Texas Senator Ted Cruz, who has earned the second most delegates so far, said the U.S. should first use "overwhelming air power," then arm Kurdish fighters "and let them kill ISIS." A decision on whether to use special forces or ground troops should follow, Cruz said. He added criticism of President Barack Obama, saying he would not send American troops overseas under rules of engagement that are so strict they cannot win.
Obama's administration has clashed with the governments of both Iraq and Afghanistan over the terms governing the operations of U.S. troops on their soil.
Ohio Governor John Kasich advocated a coalition approach to destroying Islamic State that includes bigger contributions from Gulf states. He said the campaign should be both in the air and on the ground, and then troops should come home.
Kasich also criticized Cruz's proposal for police to patrol Muslim neighborhoods in order to root out terrorism.
"We can't afford polarization of people who are in the civilized world," Kasich said. "There are people all over the world that know this threat has to be stopped, it has to be destroyed, and we have to work together as a world because when people in Pakistan die, we all die a little bit when they blow up innocent men, women and children at an Easter service."
Trump said the United States is paying too much to support NATO, which he called "obsolete," and that other countries in the alliance are getting an unfair "free ride."
Kasich later agreed that other countries need to pitch in and do more, but said that calling NATO obsolete is "absurd." He advocated reforming the alliance to include intelligence gathering and policing across boundaries.
Early in the race, when the Republican field was much larger, all of the candidates pledged to support whichever of them eventually became the party's nominee in the November general election.

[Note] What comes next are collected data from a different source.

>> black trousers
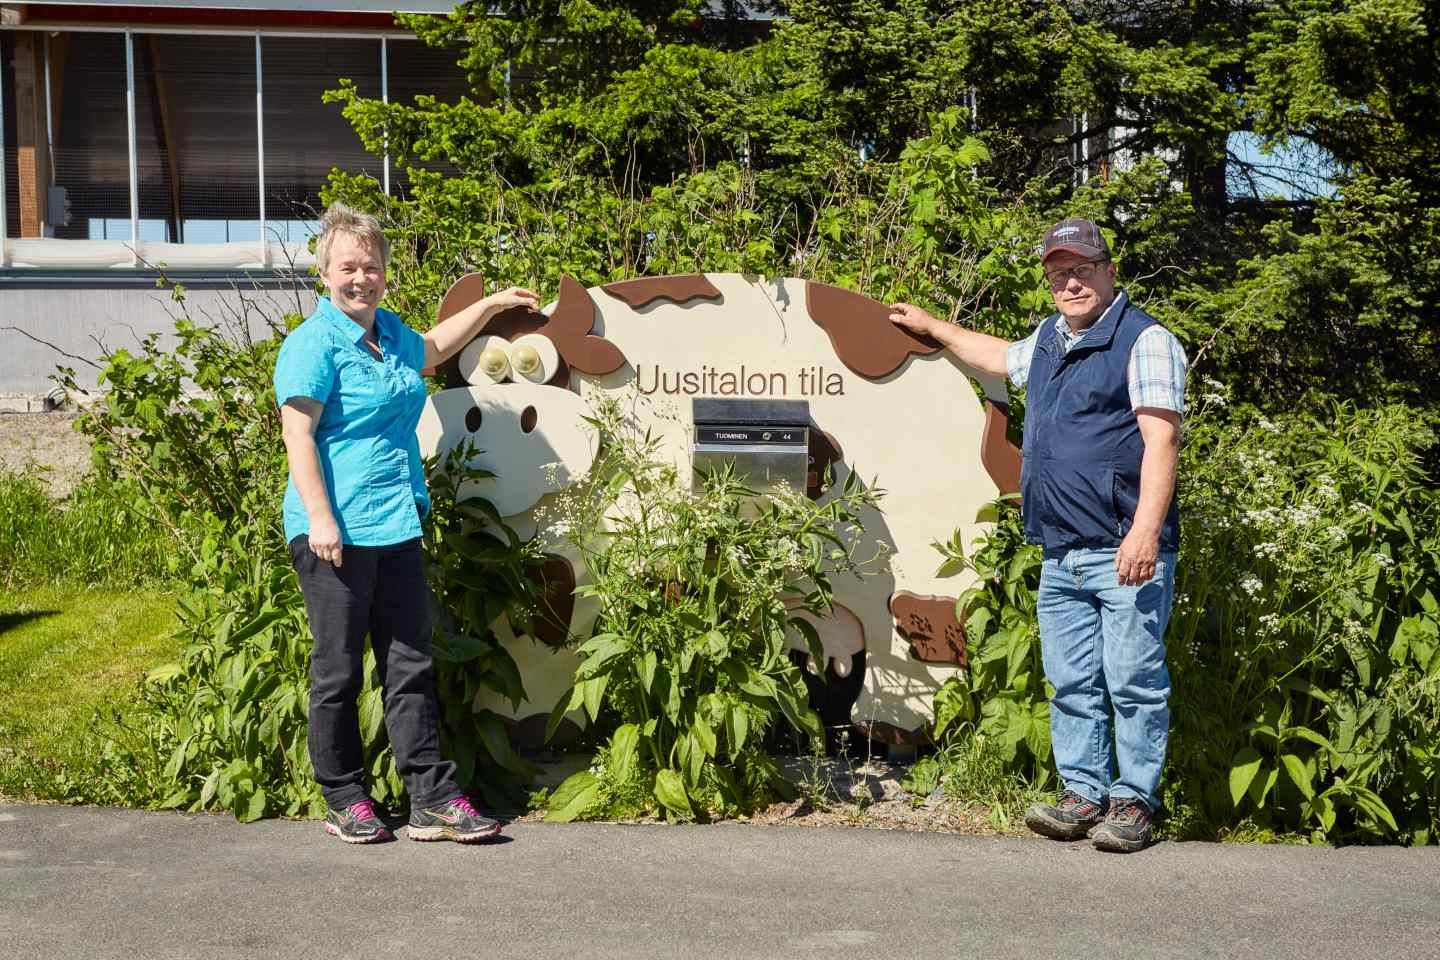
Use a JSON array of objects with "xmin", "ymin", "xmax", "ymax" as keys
[{"xmin": 289, "ymin": 534, "xmax": 460, "ymax": 812}]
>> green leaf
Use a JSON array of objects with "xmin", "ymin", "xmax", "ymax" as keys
[
  {"xmin": 1229, "ymin": 748, "xmax": 1264, "ymax": 807},
  {"xmin": 145, "ymin": 662, "xmax": 185, "ymax": 686},
  {"xmin": 577, "ymin": 636, "xmax": 628, "ymax": 678},
  {"xmin": 692, "ymin": 716, "xmax": 717, "ymax": 759},
  {"xmin": 235, "ymin": 787, "xmax": 267, "ymax": 824},
  {"xmin": 1346, "ymin": 786, "xmax": 1399, "ymax": 833},
  {"xmin": 653, "ymin": 769, "xmax": 694, "ymax": 819},
  {"xmin": 475, "ymin": 709, "xmax": 517, "ymax": 770},
  {"xmin": 638, "ymin": 650, "xmax": 658, "ymax": 694},
  {"xmin": 581, "ymin": 675, "xmax": 609, "ymax": 722},
  {"xmin": 609, "ymin": 723, "xmax": 641, "ymax": 784},
  {"xmin": 1249, "ymin": 766, "xmax": 1278, "ymax": 807},
  {"xmin": 544, "ymin": 684, "xmax": 583, "ymax": 742},
  {"xmin": 1282, "ymin": 726, "xmax": 1334, "ymax": 754},
  {"xmin": 545, "ymin": 771, "xmax": 601, "ymax": 823},
  {"xmin": 1280, "ymin": 754, "xmax": 1314, "ymax": 800},
  {"xmin": 725, "ymin": 704, "xmax": 750, "ymax": 759}
]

As the campaign has become more divisive and combative, those good feelings toward each other have eroded, and on Tuesday they stepped back from their absolute pledges.
Trump said he is no longer committed to the pledge and added that he has been "treated very unfairly" by the party.
Cruz did not directly answer whether he would stand by the nominee, but said Trump winning would be a "train wreck" and that his solution to the question is for himself to win the nomination.
Kasich said he will have to see how the campaign finishes before determining whether he will offer his support.
"If the nominee is somebody that I think is really hurting the country and dividing the country, I can't stand behind them," he said. "But we have a ways to go, let's see how this all folds out and then I'll let you know."